Brotherhood office raided in Jordan due to police ‘mix up’

The Associated Press
The Associated Press

AMMAN, Jordan (AP) — Jordanian security forces mistakenly raided the headquarters of the kingdom’s largest Muslim Brotherhood group on Sunday after confusing it with the offices of an outlawed organization, the government said.

Police raided the Islamic Action Front offices after they “mixed up” the IAF headquarters with those of a nearby, unregistered branch of the Islamist group, according to government spokesman Mohammad al-Momani. He confirmed that the IAF was registered.

The government should “apologize for this action which touched the Islamic Action Front,” IAF spokesman Murad Adaileh said.

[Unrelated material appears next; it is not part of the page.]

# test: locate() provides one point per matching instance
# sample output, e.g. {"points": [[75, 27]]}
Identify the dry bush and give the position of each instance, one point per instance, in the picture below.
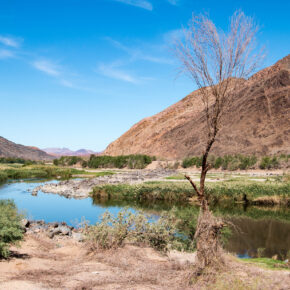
{"points": [[111, 232]]}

The Muslim Brotherhood in Jordan split in March 2015 over its ties with the mother movement in Egypt. The IAF severed its relationship with the Egyptian Muslim Brotherhood, but affiliates that did not have been outlawed by Jordan.

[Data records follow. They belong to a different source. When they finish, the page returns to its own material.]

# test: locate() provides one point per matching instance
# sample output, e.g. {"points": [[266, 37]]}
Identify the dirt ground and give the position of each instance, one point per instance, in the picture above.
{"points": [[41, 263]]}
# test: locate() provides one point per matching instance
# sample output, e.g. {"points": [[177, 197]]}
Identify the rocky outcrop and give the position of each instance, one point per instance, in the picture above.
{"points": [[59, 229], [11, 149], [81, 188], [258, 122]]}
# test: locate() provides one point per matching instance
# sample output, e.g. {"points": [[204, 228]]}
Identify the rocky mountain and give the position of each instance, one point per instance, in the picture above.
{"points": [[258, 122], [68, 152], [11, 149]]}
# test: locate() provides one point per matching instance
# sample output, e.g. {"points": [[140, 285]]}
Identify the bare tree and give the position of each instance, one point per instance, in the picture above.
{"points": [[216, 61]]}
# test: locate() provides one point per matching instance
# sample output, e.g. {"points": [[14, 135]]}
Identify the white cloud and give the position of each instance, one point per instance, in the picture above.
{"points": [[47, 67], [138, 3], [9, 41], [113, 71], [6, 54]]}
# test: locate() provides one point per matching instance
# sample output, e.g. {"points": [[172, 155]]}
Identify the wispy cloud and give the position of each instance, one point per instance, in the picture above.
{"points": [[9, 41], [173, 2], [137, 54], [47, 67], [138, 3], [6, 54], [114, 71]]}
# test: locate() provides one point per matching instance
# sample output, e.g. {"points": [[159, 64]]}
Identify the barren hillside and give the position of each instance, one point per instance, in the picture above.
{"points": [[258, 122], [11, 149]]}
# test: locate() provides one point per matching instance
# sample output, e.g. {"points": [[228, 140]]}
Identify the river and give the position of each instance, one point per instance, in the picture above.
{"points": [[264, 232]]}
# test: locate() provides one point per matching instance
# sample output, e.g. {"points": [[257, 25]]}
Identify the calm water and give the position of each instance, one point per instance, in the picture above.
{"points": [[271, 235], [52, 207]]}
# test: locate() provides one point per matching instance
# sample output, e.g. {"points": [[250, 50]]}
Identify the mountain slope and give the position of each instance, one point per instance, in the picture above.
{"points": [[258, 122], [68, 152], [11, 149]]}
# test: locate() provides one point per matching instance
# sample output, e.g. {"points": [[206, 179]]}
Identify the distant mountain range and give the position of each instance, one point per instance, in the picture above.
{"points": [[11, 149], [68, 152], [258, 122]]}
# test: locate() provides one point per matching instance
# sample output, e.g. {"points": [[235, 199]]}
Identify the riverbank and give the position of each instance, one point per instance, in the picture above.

Over the past week, the government has shut down seven branches of the Islamist group across the kingdom, carrying out raids in the capital Amman and the cities of Jerash and Tafileh.

The Muslim Brotherhood, the region’s oldest Islamist movement, and its affiliates won a series of electoral victories following the Arab Spring uprisings but provoked a backlash in several countries.

Egypt’s first freely elected president, Mohammed Morsi, hailed from the Brotherhood, but was overthrown by the military in 2013 after a divisive year in power. Egypt later outlawed the group, branding it a terrorist organization.